Autumn leaves and winter stays
The season has turned, the spooky names have appeared on twitter, and decorative gourds are on their way. I was in Antibes last week, looking at the fancy yachts. The summer season is winding down on the Med, and within weeks the cruise ships will begin their annual migration, as they head across the A to the Caribbean for winter. Some of the bigger yachts will also join this flock, or will be taken to the Indian Ocean or somewhere else.
It’s a seasonal shift that continues, despite tourism being now all-year-round in many places. And it’s a reversal from the patterns of a century ago. Once, Antibes and the rest of the French coast were winter resorts. People went there because it was milder than winter further north. Convalescents went for their health (the more temperate climate and sea air was recommended for the tubercular), while the wealthy and healthy went because it was fun.
But the idea of going there in summer, when it’s stinking hot, only appeared after the 1920s - and it was Americans pushing the change. They enticed Riviera hotels to stay open through the summer (previously they would close through the hottest months!). The American dollar went a long way after the First World War (as it does right now), and affordable travel brought more people from across the Atlantic to the Mediterranean coast.
Now it’s French people as well as foreigners who go to these towns in the summer. For France, the national tradition of the August vacation came with the arrival of greater workers’ rights, and paid time off.
Affluence brought the summer vacation to more people (though of course not everyone), as Fran Lebowitz noted in her wry advice for those who wish to meet the poorer individual, “Generally speaking, the poorer person summers where he winters.” Antibes is not really pitched to the poor: it has fancy restaurants and hotels, to cater to the yacht people, and also a Picasso museum (like apparently every city he ever visited).

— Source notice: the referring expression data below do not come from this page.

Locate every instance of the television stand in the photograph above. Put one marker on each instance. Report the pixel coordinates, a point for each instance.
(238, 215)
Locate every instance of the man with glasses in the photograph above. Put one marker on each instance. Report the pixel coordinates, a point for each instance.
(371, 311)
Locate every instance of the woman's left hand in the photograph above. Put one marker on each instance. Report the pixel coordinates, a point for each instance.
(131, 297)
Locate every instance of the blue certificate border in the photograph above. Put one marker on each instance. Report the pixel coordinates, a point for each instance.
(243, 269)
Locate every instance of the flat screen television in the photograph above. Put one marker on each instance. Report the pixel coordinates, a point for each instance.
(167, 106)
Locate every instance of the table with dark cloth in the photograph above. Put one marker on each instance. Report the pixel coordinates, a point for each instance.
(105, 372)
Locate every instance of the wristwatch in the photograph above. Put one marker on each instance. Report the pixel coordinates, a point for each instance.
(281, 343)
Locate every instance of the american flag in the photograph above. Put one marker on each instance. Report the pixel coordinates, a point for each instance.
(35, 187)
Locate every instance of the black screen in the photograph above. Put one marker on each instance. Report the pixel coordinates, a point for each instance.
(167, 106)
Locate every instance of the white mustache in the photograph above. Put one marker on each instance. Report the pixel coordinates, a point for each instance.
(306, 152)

But seasonality has become a blur. We eat salad in the winter, and our lives are no longer dictated by seasons, but some customs linger, ossified by habit. The way the school calendar breaks for summer is the ghost of an agricultural cycle of generations ago. There’s no logical reason for city kids to have weeks off in warmer weather rather than when it’s cold.

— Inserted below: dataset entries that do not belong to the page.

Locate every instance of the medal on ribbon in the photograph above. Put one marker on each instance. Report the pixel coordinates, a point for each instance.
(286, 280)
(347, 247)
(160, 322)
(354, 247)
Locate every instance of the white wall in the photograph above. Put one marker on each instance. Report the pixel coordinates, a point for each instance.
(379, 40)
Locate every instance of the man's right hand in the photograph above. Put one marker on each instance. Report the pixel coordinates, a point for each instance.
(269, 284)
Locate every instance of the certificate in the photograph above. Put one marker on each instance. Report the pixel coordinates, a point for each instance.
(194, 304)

The logic is custom, and custom is habit and familiarity. There’s a passage in one of my favourite poems, “Dockery and Son,” by Philip Larkin:
Where do these
Innate assumptions come from? Not from what
We think truest, or most want to do:
Those warp tight-shut, like doors. They’re more a style
Our lives bring with them: habit for a while,
Suddenly they harden into all we’ve got
Habits do harden into all we’ve got. But habits can be changed. Riviera hotels threw open their doors in July. We can remake things if we want to.